Faktisch wird die erzeugte Energie aber direkt vor Ort in den Tankstellen verbraucht. Dadurch spart der Konzern den eigenen Angaben zufolge jährlich Kosten von rund 40 Millionen Dollar. Bei einem geplanten Investitionsvolumen von 300 Millionen Dollar hätte sich die Umrüstung also bereits nach knapp acht Jahren gelohnt. Aber auch das Klima profitiert von den neu installierten Solarmodulen: Die CO2-Emissionen des Konzerns sinken um 100.000 Tonnen pro Jahr. Geliefert und installiert werden die Solarmodule durch das kalifornische Unternehmen SunPower. Auch von dieser Entscheidung könnte die Umwelt profitieren. Denn SunPower wurde im vergangenen Jahr als umweltfreundlichster Hersteller von Photovoltaikanlagen ausgezeichnet.

Noch immer stellt die Förderung von Öl und Gas das Hauptgeschäft dar

Total versucht bereits seit einiger Zeit Geschäftsfelder außerhalb der Mineralölbranche zu erschließen. So übernahm vor kurzem den belgischen Energieversorger Lampiris, der auch im Bereich der Erneuerbaren Energien vertreten ist. Außerdem möchte Total zusammen mit dem niederländischen Unternehmen Corbion einen Bio-Plastikstoff auf den Markt bringen.

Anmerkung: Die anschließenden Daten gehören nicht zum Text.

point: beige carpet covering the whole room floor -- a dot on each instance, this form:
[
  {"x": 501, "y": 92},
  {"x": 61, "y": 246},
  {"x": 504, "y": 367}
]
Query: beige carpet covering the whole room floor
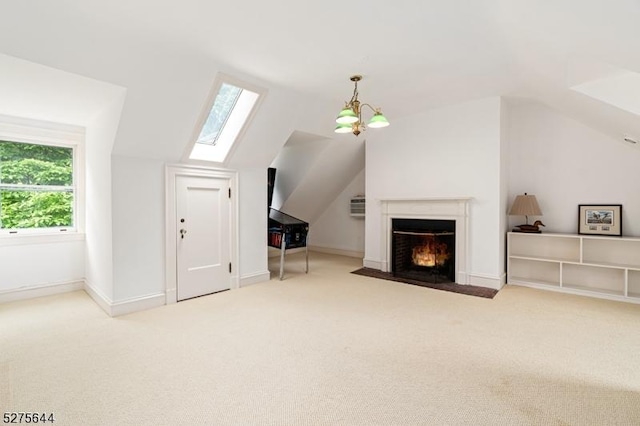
[{"x": 326, "y": 348}]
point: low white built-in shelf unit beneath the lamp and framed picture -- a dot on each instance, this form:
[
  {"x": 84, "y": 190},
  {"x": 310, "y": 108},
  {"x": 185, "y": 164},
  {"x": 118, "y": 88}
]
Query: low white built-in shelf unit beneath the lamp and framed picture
[{"x": 598, "y": 266}]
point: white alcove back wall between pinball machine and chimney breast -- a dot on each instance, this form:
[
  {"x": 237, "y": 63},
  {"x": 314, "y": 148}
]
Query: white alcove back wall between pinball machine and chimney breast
[{"x": 336, "y": 229}]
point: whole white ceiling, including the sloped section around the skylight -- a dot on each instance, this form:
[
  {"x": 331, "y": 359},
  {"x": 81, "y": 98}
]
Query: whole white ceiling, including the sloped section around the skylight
[{"x": 413, "y": 55}]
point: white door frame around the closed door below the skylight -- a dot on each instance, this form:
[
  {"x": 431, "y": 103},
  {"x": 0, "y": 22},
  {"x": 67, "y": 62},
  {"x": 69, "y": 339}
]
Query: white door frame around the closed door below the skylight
[{"x": 171, "y": 229}]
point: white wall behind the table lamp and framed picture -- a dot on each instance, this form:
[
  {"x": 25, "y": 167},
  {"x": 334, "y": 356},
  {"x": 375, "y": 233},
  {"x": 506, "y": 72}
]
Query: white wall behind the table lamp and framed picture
[{"x": 565, "y": 163}]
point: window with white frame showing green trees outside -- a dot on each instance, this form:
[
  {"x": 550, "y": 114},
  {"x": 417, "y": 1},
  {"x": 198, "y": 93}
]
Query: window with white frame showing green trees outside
[{"x": 38, "y": 178}]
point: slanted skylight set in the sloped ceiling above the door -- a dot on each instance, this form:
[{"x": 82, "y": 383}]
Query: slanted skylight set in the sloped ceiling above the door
[{"x": 227, "y": 117}]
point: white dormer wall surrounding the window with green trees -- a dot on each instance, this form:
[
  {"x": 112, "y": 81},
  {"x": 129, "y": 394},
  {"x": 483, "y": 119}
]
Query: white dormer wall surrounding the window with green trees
[{"x": 33, "y": 91}]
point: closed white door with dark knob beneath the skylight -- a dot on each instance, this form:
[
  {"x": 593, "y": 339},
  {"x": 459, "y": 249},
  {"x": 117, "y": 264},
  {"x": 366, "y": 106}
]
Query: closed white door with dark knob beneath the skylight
[{"x": 203, "y": 239}]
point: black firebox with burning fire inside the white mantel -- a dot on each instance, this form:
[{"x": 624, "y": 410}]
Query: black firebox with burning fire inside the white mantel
[{"x": 424, "y": 249}]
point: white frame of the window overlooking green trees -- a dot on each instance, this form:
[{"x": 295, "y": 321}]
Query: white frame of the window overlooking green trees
[{"x": 24, "y": 130}]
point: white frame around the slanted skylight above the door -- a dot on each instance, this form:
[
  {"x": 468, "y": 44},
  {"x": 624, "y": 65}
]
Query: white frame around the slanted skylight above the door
[{"x": 219, "y": 80}]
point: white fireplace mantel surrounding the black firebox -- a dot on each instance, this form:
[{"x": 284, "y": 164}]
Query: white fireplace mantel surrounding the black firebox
[{"x": 450, "y": 208}]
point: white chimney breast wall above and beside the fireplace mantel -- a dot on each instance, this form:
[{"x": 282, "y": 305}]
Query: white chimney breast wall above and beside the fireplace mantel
[{"x": 447, "y": 152}]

Verglichen mit den gewaltigen Investitionen in fossile Energieträger sind alle diese Aktivitäten aber vergleichsweise winzig: Schätzungen zufolge investierte Total in den vergangenen Jahren rund zwanzig Milliarden Dollar jährlich, um Öl und Gas aus der Erde zu holen. Immerhin die Tankstellen des Konzerns scheinen nun aber dauerhaft auf eine nachhaltigere Form der Energieversorgung zu setzen. Durchaus möglich, dass schon bald auch weitere Tankstellenbetreiber diesem Beispiel folgen.